The fantastic, queer-owned veterinarian clinic where I took my cats during my time in Brooklyn hosted not one but several support groups for pet owners, including a grief counseling session for people dealing with the loss or sickness of an animal. The clinic also employed a full time social worker who could met with people individually to discuss feelings about pets and be on hand in times of crisis if a doctor had to make a scary diagnosis for someone’s pet. I found this all incredibly New York. Don’t get me wrong–New York is great. New York is a line I can’t cross without either wincing or laughing. It’s hard to explain, but there is a certain element of what to a corn-fed Midwesterner like myself smacks of pearl-clutching, fussiness and/or melodrama inherent in New York.
Yet it occurred to me recently that my cats inspire very strong emotions, and emotional reactions which are entirely irrational, in me. Reactions that, if my cats were human, may necessitate court-mandated parenting classes and years of therapy for my children. Today, after one of my cats had knocked a glass bottle of soy sauce off one of my kitchen shelves while bounding around the kitchen (glass shards everywhere; my kitchen will permanently be as sticky and fragrant as a Chinese restaurant), as I was sweeping (he is scared of the broom, but every time I get it out, he won’t do the logical thing and JUST LEAVE THE ROOM–no! he follows me around, underfoot, darting back and forth to keep an eye on the broom, growing increasingly agitated until the broom goes away or he knocks something over), I found myself streaking down a city block after him, feeling something just shy of murderous. It may have been only because people were watching that I did not pick him up by the tail and slam him against a tree. In love, of course. Meanwhile, my other cat, who came into the kitchen to see about the racket, had gotten teensy glass shards in her paws while I was away. (Fortunately I was able to get her wiped off and shard-free before she cut herself seriously; she’s fine.)

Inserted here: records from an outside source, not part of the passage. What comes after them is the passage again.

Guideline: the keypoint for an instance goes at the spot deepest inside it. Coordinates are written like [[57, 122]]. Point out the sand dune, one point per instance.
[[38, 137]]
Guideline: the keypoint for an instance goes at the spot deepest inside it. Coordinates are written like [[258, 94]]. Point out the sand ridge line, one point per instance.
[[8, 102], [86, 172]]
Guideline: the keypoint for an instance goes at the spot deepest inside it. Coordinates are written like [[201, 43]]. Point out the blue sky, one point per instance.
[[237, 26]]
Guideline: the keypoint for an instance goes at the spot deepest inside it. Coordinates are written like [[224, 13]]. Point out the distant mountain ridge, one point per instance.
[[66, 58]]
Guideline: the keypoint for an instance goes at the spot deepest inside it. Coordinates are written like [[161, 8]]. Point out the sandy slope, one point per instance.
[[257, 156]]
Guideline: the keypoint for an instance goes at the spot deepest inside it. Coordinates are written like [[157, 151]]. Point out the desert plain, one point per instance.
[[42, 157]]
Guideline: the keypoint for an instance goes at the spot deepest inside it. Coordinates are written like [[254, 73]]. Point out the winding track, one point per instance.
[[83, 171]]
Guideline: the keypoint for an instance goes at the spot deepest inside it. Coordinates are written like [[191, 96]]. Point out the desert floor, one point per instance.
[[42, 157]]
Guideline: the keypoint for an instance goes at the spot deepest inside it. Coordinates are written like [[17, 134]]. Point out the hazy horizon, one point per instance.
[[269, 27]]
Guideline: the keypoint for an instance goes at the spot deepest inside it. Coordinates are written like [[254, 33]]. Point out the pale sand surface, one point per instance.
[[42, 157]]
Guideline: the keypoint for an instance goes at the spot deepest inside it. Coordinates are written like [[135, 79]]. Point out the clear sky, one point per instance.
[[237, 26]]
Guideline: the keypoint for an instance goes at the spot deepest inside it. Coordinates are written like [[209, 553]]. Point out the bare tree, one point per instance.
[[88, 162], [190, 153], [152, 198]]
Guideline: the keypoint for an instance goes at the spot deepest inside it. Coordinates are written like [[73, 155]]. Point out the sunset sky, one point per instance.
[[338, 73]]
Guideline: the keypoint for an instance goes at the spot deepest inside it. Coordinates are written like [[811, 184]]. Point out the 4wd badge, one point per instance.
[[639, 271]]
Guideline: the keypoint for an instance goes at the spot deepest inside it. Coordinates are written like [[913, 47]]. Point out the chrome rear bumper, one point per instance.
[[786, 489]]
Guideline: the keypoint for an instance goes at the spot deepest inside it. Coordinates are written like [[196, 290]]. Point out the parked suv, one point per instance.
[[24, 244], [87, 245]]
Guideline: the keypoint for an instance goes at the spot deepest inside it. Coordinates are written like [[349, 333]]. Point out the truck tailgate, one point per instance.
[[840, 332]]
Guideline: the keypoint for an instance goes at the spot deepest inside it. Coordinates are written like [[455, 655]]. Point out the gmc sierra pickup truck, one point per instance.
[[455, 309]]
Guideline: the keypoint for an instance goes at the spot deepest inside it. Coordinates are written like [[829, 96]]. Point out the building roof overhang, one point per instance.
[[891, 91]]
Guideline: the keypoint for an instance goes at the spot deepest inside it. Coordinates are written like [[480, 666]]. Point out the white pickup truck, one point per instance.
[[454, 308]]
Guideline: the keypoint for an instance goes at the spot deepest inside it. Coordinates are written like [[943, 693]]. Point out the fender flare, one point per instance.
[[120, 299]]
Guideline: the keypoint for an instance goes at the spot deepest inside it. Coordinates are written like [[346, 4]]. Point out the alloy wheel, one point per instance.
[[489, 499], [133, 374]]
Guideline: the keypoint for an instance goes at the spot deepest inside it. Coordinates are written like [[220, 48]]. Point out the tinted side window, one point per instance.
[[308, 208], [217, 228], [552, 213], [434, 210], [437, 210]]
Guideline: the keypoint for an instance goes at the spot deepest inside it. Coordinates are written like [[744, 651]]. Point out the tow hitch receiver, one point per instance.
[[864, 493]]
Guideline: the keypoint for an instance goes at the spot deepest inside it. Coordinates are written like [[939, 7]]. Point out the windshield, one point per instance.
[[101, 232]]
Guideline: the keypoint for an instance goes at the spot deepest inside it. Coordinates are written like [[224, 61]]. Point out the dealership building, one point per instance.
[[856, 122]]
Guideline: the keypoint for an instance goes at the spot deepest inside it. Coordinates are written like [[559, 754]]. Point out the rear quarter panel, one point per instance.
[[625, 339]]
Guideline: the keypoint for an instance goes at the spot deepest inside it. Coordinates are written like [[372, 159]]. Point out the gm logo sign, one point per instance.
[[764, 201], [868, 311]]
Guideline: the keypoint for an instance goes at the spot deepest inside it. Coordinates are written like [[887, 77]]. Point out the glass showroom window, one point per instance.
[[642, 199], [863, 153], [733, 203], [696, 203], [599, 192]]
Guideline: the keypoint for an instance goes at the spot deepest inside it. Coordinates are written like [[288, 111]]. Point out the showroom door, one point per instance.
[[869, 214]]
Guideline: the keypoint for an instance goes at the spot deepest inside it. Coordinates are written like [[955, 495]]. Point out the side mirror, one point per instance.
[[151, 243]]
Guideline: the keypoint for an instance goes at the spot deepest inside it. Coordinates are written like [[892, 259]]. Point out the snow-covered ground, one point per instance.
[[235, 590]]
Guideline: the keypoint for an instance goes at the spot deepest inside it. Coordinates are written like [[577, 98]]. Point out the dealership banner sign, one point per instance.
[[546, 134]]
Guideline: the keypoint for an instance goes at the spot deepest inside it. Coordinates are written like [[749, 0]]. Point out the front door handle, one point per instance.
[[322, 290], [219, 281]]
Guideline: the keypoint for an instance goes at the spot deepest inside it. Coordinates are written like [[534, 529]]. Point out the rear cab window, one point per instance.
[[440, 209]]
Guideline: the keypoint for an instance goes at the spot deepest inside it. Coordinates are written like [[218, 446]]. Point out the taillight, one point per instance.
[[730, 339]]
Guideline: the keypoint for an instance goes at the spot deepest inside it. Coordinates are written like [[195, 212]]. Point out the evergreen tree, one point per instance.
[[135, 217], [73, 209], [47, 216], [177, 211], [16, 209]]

Mopping up soy sauce with glass shards in MY knees as my cat cowered under my bed, I pondered pet therapy. One of the trainings I attended as part of my job in New York was an eight-week course on parenting skills education and development. As part of the course, the instructor talked about the telltale symptoms of teen parenting gone wrong–a hallmark of which is the lack of understanding what children are capable of at various stages in their development. We have all seen this to some degree or another. I cannot tell you how many times, during the course of my work with young mothers (or even older ones!), I would hear things like, “She’s just crying because she knows it makes me mad”–when, even to my inexpert and child-free eye, I could plainly tell that the baby was crying because she was hungry, wet, and her mother still hadn’t put her to bed at 3am.
Yet I am guilty of this with my cats. I have convinced myself that they know exactly what they are doing when they meow for food–they’re not hungry, they’re doing it on purpose to wake me up half an hour before my alarm goes off, etc. Throughout the course of the day, my cats can inspire love, affection, aggravation, worry, and on occasion, intense anger. I’m not sure if this is within the range of normal human reaction to pet ownership, or if I’ve slipped into DSM-codable territory. I do know that my life feels palpably different without my cats: for months after moving to Guatemala, I had “phantom limb” syndrome at night–that is, I would shift in my sleep and reach over to rearrange Thurston or pet Nadia, only to realize that they were hundreds of miles away. Having them with me for worse (biking home with 20-pound bags of cat litter strapped to your back is soooo not sexy) or better (coming home to a dead squirrel that Nadia killed just for me) is a relief and a joy.
*Although she did tell me once she was saving one of her dogs for me–a Papillon named Phoebe–for when I am more settled. According to my mom, the dog looks like and reminds her of me. (According to my mom, this is a compliment.)